Empresas que disputaram contrato com
prefeitura de SP são ligadas a amigo de Nunes
As três empresas que
disputaram a licitação de R$ 19 milhões na qual a prefeitura de São Paulo
comprou armadilhas contra o mosquito da dengue têm ligação direta ou indireta
com o empresário Marco Bertussi, próximo ao prefeito Ricardo Nunes, revela nova
apuração da Agência Pública. A Pública mostrou que Nunes e Bertussi são
presidente e diretor de uma associação de empresas de controle de pragas.
Duas concorrentes da
licitação são do próprio Bertussi – a Biovec (a vencedora) e a TN Santos.
Agora, a apuração revela que a terceira empresa a disputar a concorrência, a
Biolive Proteção Ambiental, também tem relações com Bertussi.
A Biolive, de
Salvador, na Bahia, está em nome de Luiz Henrique Faria Martins. Ele é um dos
donos da DDM Cobrança Empresarial, uma empresa sediada no Rio de Janeiro que
faz parte do Grupo DDM, especializado em cobrança de dívidas. O Grupo DDM
pertence a Christiano di Maio, que é sócio de Bertussi em duas empresas –
justamente a Biovec e a TN Santos.
A licitação, feita por
meio de pregão eletrônico, necessitava que ao menos três fornecedores enviassem
uma cotação para ocorrer. A prefeitura entrou em contato com 19 empresas de
controle de pragas, mas apenas as três empresas apresentaram proposta comercial.
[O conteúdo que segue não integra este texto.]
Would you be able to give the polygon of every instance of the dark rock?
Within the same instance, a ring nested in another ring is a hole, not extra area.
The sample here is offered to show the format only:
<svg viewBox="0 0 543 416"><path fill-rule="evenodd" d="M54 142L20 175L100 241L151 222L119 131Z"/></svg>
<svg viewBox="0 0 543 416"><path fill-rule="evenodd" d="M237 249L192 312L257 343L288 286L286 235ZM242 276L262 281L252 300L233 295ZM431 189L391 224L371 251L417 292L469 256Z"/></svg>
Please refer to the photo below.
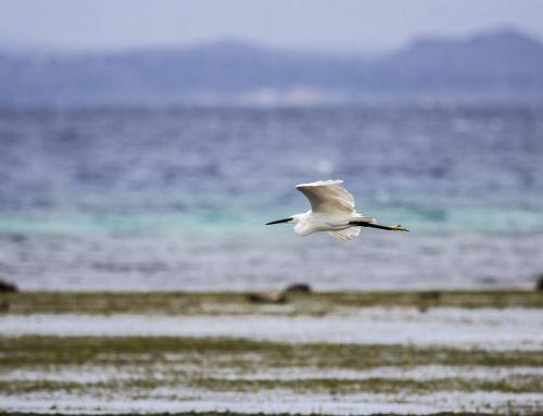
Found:
<svg viewBox="0 0 543 416"><path fill-rule="evenodd" d="M307 283L293 283L285 289L285 293L311 293L311 286Z"/></svg>
<svg viewBox="0 0 543 416"><path fill-rule="evenodd" d="M535 282L535 290L538 292L543 292L543 273L540 275L538 281Z"/></svg>
<svg viewBox="0 0 543 416"><path fill-rule="evenodd" d="M0 302L0 314L10 311L10 302L1 301Z"/></svg>
<svg viewBox="0 0 543 416"><path fill-rule="evenodd" d="M263 293L249 293L247 299L251 303L285 303L287 295L285 292L263 292Z"/></svg>
<svg viewBox="0 0 543 416"><path fill-rule="evenodd" d="M17 287L14 283L0 279L0 292L16 292Z"/></svg>

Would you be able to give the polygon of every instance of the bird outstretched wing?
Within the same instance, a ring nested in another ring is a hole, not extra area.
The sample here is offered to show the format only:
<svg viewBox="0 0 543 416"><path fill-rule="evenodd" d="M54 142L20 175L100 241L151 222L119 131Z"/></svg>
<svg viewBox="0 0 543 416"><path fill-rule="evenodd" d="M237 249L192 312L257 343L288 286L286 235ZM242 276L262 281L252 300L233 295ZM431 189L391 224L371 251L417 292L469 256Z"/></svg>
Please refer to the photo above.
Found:
<svg viewBox="0 0 543 416"><path fill-rule="evenodd" d="M341 185L343 180L317 180L296 185L316 213L354 213L354 198Z"/></svg>

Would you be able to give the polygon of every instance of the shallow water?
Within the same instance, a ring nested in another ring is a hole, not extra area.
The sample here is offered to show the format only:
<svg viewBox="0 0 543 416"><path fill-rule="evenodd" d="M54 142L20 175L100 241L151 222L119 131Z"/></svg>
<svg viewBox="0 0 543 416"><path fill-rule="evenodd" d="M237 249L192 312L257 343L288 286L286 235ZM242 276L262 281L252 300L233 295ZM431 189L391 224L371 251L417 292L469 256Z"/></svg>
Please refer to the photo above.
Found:
<svg viewBox="0 0 543 416"><path fill-rule="evenodd" d="M450 345L482 350L541 350L540 310L361 308L341 315L150 316L7 315L0 336L232 337L279 342Z"/></svg>
<svg viewBox="0 0 543 416"><path fill-rule="evenodd" d="M543 109L0 109L0 276L23 289L533 285ZM343 178L409 235L269 219Z"/></svg>

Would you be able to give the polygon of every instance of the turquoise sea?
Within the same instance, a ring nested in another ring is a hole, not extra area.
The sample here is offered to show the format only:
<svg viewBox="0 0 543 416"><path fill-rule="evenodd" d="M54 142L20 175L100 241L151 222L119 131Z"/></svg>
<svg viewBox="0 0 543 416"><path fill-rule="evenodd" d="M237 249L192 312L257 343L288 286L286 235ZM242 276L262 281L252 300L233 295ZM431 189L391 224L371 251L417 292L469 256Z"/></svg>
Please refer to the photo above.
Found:
<svg viewBox="0 0 543 416"><path fill-rule="evenodd" d="M344 179L409 234L264 223ZM23 289L528 287L543 109L0 109L0 278Z"/></svg>

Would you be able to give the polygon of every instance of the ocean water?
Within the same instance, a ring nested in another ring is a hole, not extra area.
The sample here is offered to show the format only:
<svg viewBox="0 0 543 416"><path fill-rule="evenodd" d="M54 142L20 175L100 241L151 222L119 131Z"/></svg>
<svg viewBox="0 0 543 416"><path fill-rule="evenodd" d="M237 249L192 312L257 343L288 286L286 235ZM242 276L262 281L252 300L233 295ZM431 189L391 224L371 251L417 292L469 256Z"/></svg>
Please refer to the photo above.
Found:
<svg viewBox="0 0 543 416"><path fill-rule="evenodd" d="M264 223L345 180L406 232ZM530 287L543 109L1 109L0 278L22 289Z"/></svg>

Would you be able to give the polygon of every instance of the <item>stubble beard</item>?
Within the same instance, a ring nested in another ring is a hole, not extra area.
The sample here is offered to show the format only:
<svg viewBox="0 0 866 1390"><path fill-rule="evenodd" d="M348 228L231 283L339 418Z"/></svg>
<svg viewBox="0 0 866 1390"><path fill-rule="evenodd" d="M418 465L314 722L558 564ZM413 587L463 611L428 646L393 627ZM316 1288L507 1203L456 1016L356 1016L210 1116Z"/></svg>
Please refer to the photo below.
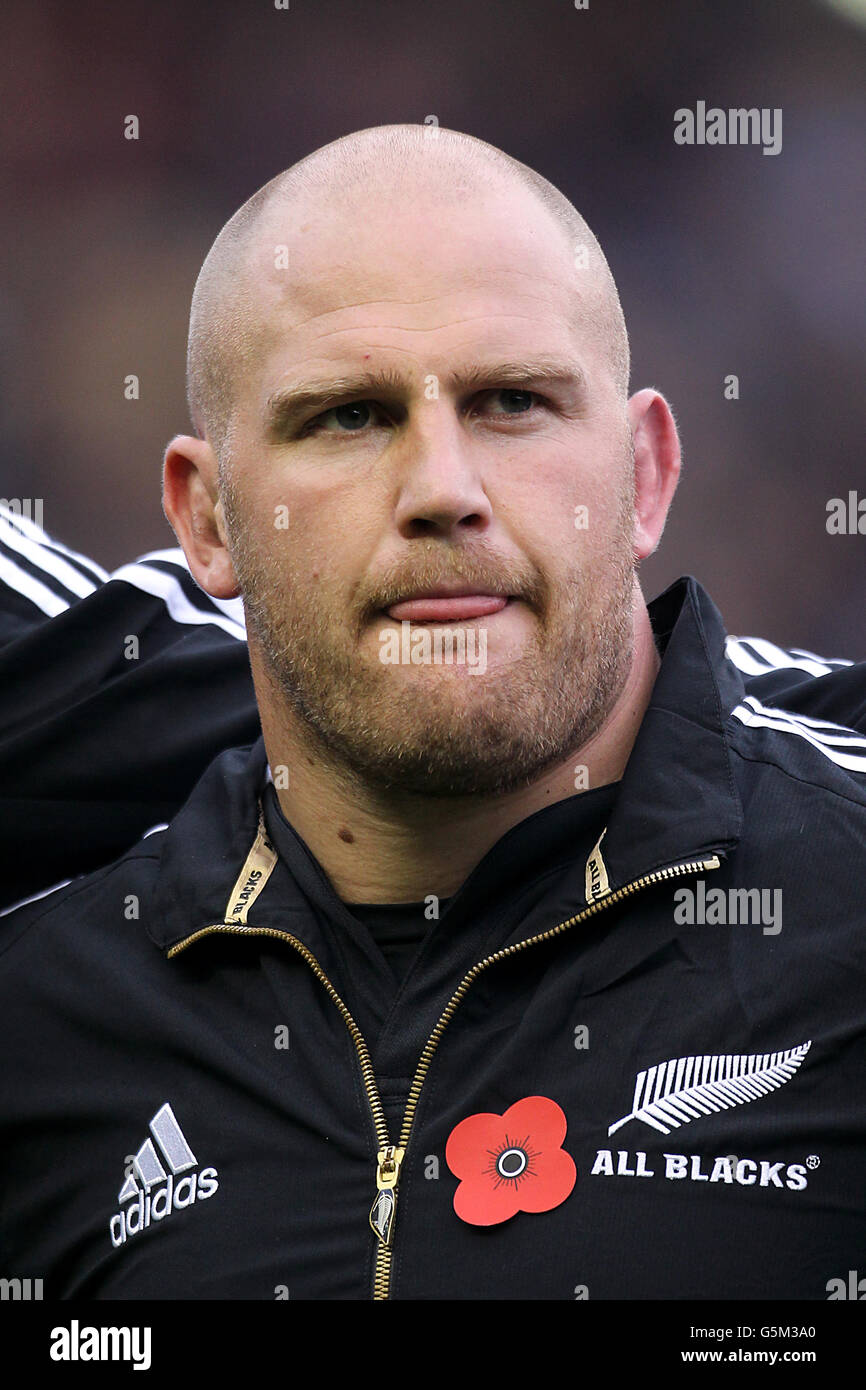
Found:
<svg viewBox="0 0 866 1390"><path fill-rule="evenodd" d="M630 486L603 552L581 557L562 587L552 591L537 571L523 571L518 592L528 595L532 635L516 660L499 666L488 638L492 662L478 676L466 667L382 664L368 638L361 656L357 639L371 616L357 614L350 631L345 614L335 617L328 606L327 585L314 588L292 563L291 541L268 556L252 542L231 486L222 500L250 649L261 657L278 719L350 777L427 796L527 787L569 755L580 762L626 684L634 656ZM450 552L460 563L442 563L441 542L435 555L432 582L443 574L477 578L477 562L466 566ZM502 567L488 563L485 573ZM424 563L413 578L414 588L427 582ZM393 621L378 619L379 627Z"/></svg>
As demais informaram que não tinham os equipamentos pedidos pelo edital, não
atuavam em São Paulo ou não responderam.
“Pode haver uma mácula
aos princípios da moralidade pelo vínculo entre o prefeito e o empresário
ofertante de um produto que, ao que tudo indica e o Ministério Público
investiga, pode ter sido superfaturado”, diz Marcelo Nerling, professor de
direito público da Universidade de São Paulo (USP). “Chama atenção o fato de
que nem a Câmara Municipal e o Tribunal de Contas investiguem. Deve haver
justificativa para cada fornecedor e o preço ofertado deve estar compatível com
o de mercado”, continua.
<<< Por que
isso importa?
• Todas as empresas que disputaram a
licitação estão ligadas a um mesmo empresário, que é diretor numa associação
presidida pelo prefeito de São Paulo
• Foi Ricardo Nunes quem abriu as portas
para a empresa de Bertussi se aproximar da prefeitura quando ele era vereador.
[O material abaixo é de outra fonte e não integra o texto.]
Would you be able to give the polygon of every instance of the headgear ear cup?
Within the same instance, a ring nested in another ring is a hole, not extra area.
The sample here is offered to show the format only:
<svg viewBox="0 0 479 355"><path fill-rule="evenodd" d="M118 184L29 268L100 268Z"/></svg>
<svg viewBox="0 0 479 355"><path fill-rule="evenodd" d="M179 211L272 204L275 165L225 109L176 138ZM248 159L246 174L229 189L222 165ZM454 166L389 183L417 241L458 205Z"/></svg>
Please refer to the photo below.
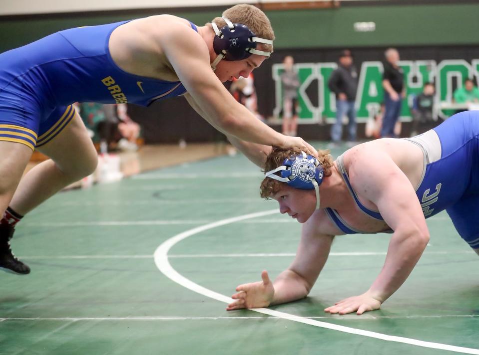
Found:
<svg viewBox="0 0 479 355"><path fill-rule="evenodd" d="M280 172L281 176L276 175L278 172ZM323 182L324 170L313 156L302 152L301 154L285 159L281 166L265 173L265 176L286 182L295 188L314 188L316 193L316 209L319 208L319 185Z"/></svg>
<svg viewBox="0 0 479 355"><path fill-rule="evenodd" d="M211 63L213 70L220 61L241 60L251 54L258 54L269 57L271 52L256 49L258 43L273 44L273 41L255 36L255 34L246 25L241 23L233 23L225 17L223 19L226 24L221 29L214 22L211 22L216 35L213 41L213 47L218 56Z"/></svg>

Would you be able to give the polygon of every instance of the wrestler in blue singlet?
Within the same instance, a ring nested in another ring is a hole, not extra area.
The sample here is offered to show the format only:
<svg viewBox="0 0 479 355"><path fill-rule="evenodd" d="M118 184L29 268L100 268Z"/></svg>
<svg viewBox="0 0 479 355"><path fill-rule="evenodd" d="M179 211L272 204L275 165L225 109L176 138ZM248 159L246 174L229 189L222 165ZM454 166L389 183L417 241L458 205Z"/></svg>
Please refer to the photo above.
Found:
<svg viewBox="0 0 479 355"><path fill-rule="evenodd" d="M127 22L61 31L0 54L0 140L32 150L48 143L76 101L148 106L184 94L179 81L135 75L113 62L110 35Z"/></svg>
<svg viewBox="0 0 479 355"><path fill-rule="evenodd" d="M446 210L463 238L479 248L479 111L457 114L426 133L406 139L419 146L424 154L422 178L416 192L426 218ZM365 207L352 189L343 164L338 167L360 208L383 220L378 211ZM327 214L347 234L362 233L348 225L337 211L325 208Z"/></svg>

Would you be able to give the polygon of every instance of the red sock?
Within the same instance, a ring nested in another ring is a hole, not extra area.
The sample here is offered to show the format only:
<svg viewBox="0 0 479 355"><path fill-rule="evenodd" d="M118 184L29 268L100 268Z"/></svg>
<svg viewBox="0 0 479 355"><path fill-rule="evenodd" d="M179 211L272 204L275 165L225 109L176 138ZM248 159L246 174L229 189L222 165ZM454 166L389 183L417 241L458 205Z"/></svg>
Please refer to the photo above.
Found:
<svg viewBox="0 0 479 355"><path fill-rule="evenodd" d="M15 225L16 224L22 217L22 215L19 214L9 207L8 207L3 213L3 218L0 220L0 224L8 224L12 227L14 227Z"/></svg>

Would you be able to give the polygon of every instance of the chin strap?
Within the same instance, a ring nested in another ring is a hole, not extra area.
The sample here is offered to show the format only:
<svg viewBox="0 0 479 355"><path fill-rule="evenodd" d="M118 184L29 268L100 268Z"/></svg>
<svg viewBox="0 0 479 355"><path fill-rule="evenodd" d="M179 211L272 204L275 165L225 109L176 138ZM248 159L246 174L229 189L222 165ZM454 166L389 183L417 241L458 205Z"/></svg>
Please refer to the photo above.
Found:
<svg viewBox="0 0 479 355"><path fill-rule="evenodd" d="M316 192L316 209L319 209L319 185L314 179L311 181L314 186L314 190Z"/></svg>
<svg viewBox="0 0 479 355"><path fill-rule="evenodd" d="M229 27L230 29L233 29L234 28L234 26L231 21L227 18L225 18L224 17L223 19L225 20L225 22L226 22L226 24L228 25L228 27ZM221 33L221 31L220 31L220 29L218 28L218 25L217 25L214 22L211 22L211 25L213 26L213 30L215 31L216 35L218 37L221 37L221 36L223 35L223 33ZM213 63L211 63L211 69L213 69L213 71L216 70L216 66L218 65L218 63L219 63L221 59L224 58L226 56L226 51L224 49L221 51L221 53L216 56L216 59L215 59L215 60L213 61Z"/></svg>
<svg viewBox="0 0 479 355"><path fill-rule="evenodd" d="M228 27L229 28L229 29L230 30L234 30L235 26L233 24L233 22L230 21L229 19L226 17L223 16L222 18L223 20L224 20L224 21L226 22L226 24L228 25ZM213 30L215 31L216 35L220 38L222 38L223 33L221 33L220 29L218 28L218 25L217 25L214 22L212 22L211 25L213 26ZM250 42L257 42L258 43L262 43L265 44L271 44L271 45L273 45L272 40L265 39L265 38L261 38L259 37L252 37L249 39L249 41ZM253 54L263 55L268 58L271 55L271 52L265 52L264 50L258 50L258 49L255 49L252 48L248 49L247 51ZM226 51L224 49L221 51L221 53L216 56L216 58L213 61L213 63L211 63L211 69L213 69L213 71L216 70L216 66L218 65L218 63L219 63L221 61L221 59L222 59L225 56L226 56Z"/></svg>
A licitação é hoje alvo de representações no Ministério Público
A DDM Cobrança
Empresarial, do dono da Biolive, funciona no mesmo prédio comercial do Grupo
DDM, na avenida Ayrton Senna, no Rio de Janeiro. O e-mail usado para registrar
a empresa na Receita Federal é de Di Maio.
Na Biovec, Di Maio se
tornou sócio e administrador em julho de 2022, com participação de R$ 1 milhão
no capital social. No mês seguinte, ele deixou a Biovec, mas segue como único
sócio da CMDM Participações, empresa que gere ativos e é sócia da Biovec. Na TN
Santos, ele é sócio administrador.
Quando a licitação
paulista ocorreu, no início do ano passado, Di Maio fazia parte das duas
sociedades, a Biovec e a TN Santos, com Bertussi. Agora, sabe-se que a outra
competidora, a Biolive, também é ligada a ele.
A licitação de compra
das armadilhas já é investigada pelo Ministério Público de São Paulo por
suspeita de superfaturamento. Cada armadilha custou cerca de R$ 400 aos cofres
públicos, enquanto poderia ter sido fabricada por menos de R$ 10, segundo
apuração da Folha de S.Paulo. Após a reportagem da Pública, o órgão recebeu
representações para investigar também a ligação de Nunes e Bertussi.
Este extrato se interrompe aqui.